By: J.A.J Aaronson - Updated: 30 Sep 2012 | comments*Discuss
 
Discretionary Will Trust Inheritance Tax

Discretionary trusts were, until recently, amongst the most popular trust types available. Their efficiency in reducing Inheritance Tax burdens made them the number one choice for many people with relatively large estates.

Changes to the Inheritance Tax rules have meant that this type of trust has recently declined. But discretionary trusts still have a range of uses, and can be of help in a range of circumstances.

What changed?

Discretionary will trusts were previously used to address a perceived unfairness in the Inheritance Tax (IHT) schedule. Everyone receives a non-taxable allowance for IHT purposes, known as the Nil-Rate Band. This is set at £325,000 for the 2010-11 tax year. Prior to October 2007, unused portions of this allowance went to waste, as they could not be passed onto a spouse. Discretionary trusts were often established in order to make the most of both partners’ Nil-Rate Band.

Now, though, unused parts of the Nil-Rate Band can be transferred to the surviving spouse or civil partner. This applies to deaths after 9 October 2007. Many people believed that this important change to the law would render discretionary trusts useless. But this type of trust still has a range of uses.

What is a discretionary trust?

A discretionary trust arrangement is one in which the assets provided to beneficiaries are not fixed in the trust instrument. Instead, criteria are generally given as instructions to the trustees, who will use their discretion to determine how the assets in the trust are disbursed, and to whom.

Discretionary trusts are often established to help ensure that dependants are provided for after the death of an individual, particularly when those dependants are too young to make their own financial decisions.

Why might I still use a discretionary trust

Despite the changes to IHT law, there is a range of circumstances in which a discretionary trust might still be useful. This is a particularly flexible type of trust arrangement, and has a range of applications.

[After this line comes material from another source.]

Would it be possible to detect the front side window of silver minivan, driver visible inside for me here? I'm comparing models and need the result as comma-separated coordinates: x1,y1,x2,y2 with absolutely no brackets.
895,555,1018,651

  • Unconventional succession. If you have a particularly complex succession plan, a discretionary trust can provide the flexibility you need. This is particularly useful because you can appoint beneficiaries who have not even been born yet.
  • Unforeseen circumstances. Discretionary trusts can help to ensure that your dependents’ financial situation is protected from unforeseen circumstances. Trustees have the freedom to appoint assets and beneficiaries as they see fit, within the criteria set out in the trust instrument.
  • Asset growth. If you have assets that you anticipate will grow at a faster rate than the increase in the non-taxable allowance, a discretionary trust can help to mitigate the resulting tax burden. It is worth noting that the allowance has been frozen at £325,000 until 2014-15.

How do I set up a discretionary trust?

Discretionary trusts are often testamentary, and are therefore frequently outlined in an individual’s will. This can be a complex process, and you should always have a solicitor draft the document for you.

Discretionary trusts may no longer be necessary for those wishing to reduce their Inheritance Tax burden. But they have a range of other uses, and should not be discounted.